Steam Rooms - A quick history lesson...

History of steam rooms



Steam Rooms

The story behind steam rooms is a little bit - well, foggy. Good news for anyone who likes a bit of historical controversy, but bad news for anyone hoping to hear a stack of dirty revelations.

You may think it was Madonna who began the process of making sexy things boring, when she turned her dancing into an aerobics routine and her body into a toned machine. But you'd be very wrong. The history of quite literally putting a damper on things began centuries before the first Madonna was born in Nazareth.

Which is where the historical controversy comes in. Nobody knows exactly where, or when, the steam room was invented. Finland claims to have invented it, perhaps as far back as the Stone Age, but several other countries hotly contest this. It is true that the word 'sauna' is Finnish, coming from their word for "smoky", but this doesn't mean that they invented the thing itself. The Russians - with whom the Finns have a rather troubled history - have long had something very similar, while Turkish baths are legendary. And it isn't just a European thing. When the Spanish conquistadors reached the Americas they found that the Aztecs had their own version of a steam room, called a temazcal.

The ancient Romans, too, were quick to realize the benefits of a little water therapy. Combining the well-known Roman aptitude for technology with the equally well-known Roman love of luxury, they designed places to rival modern spas, with under-floor heating and several different rooms. One of these is very well-preserved in Bath , south-west England . The thermae (baths) contained the frigidarium (cold baths), tepidarium (warm baths) and the caldarium (steam bath).
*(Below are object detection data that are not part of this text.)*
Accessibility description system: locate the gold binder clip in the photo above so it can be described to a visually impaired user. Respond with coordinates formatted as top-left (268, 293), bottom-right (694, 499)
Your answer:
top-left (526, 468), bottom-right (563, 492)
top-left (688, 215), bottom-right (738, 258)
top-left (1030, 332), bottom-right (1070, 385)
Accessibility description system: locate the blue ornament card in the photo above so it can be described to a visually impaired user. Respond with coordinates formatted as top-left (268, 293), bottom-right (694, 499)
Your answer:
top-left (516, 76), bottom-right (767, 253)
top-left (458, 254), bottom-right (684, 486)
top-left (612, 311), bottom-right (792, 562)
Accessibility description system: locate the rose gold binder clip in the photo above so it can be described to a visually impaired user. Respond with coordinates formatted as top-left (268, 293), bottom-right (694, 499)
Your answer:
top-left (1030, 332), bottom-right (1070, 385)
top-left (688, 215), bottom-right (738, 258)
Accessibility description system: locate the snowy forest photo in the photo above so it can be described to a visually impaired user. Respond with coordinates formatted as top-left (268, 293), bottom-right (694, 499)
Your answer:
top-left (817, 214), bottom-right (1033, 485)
People would chat as they shared the baths, while slaves oiled their backs and scraped off the dirt with strigils.

So far, so social. But anyone expecting to hear a few steamy stories will be disappointed. Considering how global the appeal of the sauna was, the pure-mindedness of our ancestors is astonishing. The Romans saw the baths as a chance to talk business, chat and relax, while the Aztecs went further, seeing the temazcal as a cleansing, healing place. And if you're expecting any funny stuff from the Finns - forget it. Until fairly recently, the Finnish sauna has been a place with quasi-religious, quasi-medical significance. Now, it is seen as a wholesome, fun place, and many families go to a sauna in the Christmas season, to catch up and spend some quality time together.

However, saunas were sinful enough to get the early Church hot under the collar - not because of people getting up to no good, but because they believed that associating with the elements (fire and water) was a pagan activity.

Later, though, spas in the United Kingdom were an invaluable prop for the nineteenth-century hobby of pretending to be ill. "Rest cures" in England 's fashionable spa towns were an excellent chance to work on one's invalidity, as well as to see and be seen. The oh-so-English bodice-troubling plots of both Northanger Abbey and Persuasion, two of Jane Austen's most famous novels, are set in Bath. Could the passions bubbling beneath the buttoned-up exteriors be related to the bubbling springs beneath that town's stately Georgian architecture? - Probably not. As I said, the history of steam rooms isn't really very sexy at all.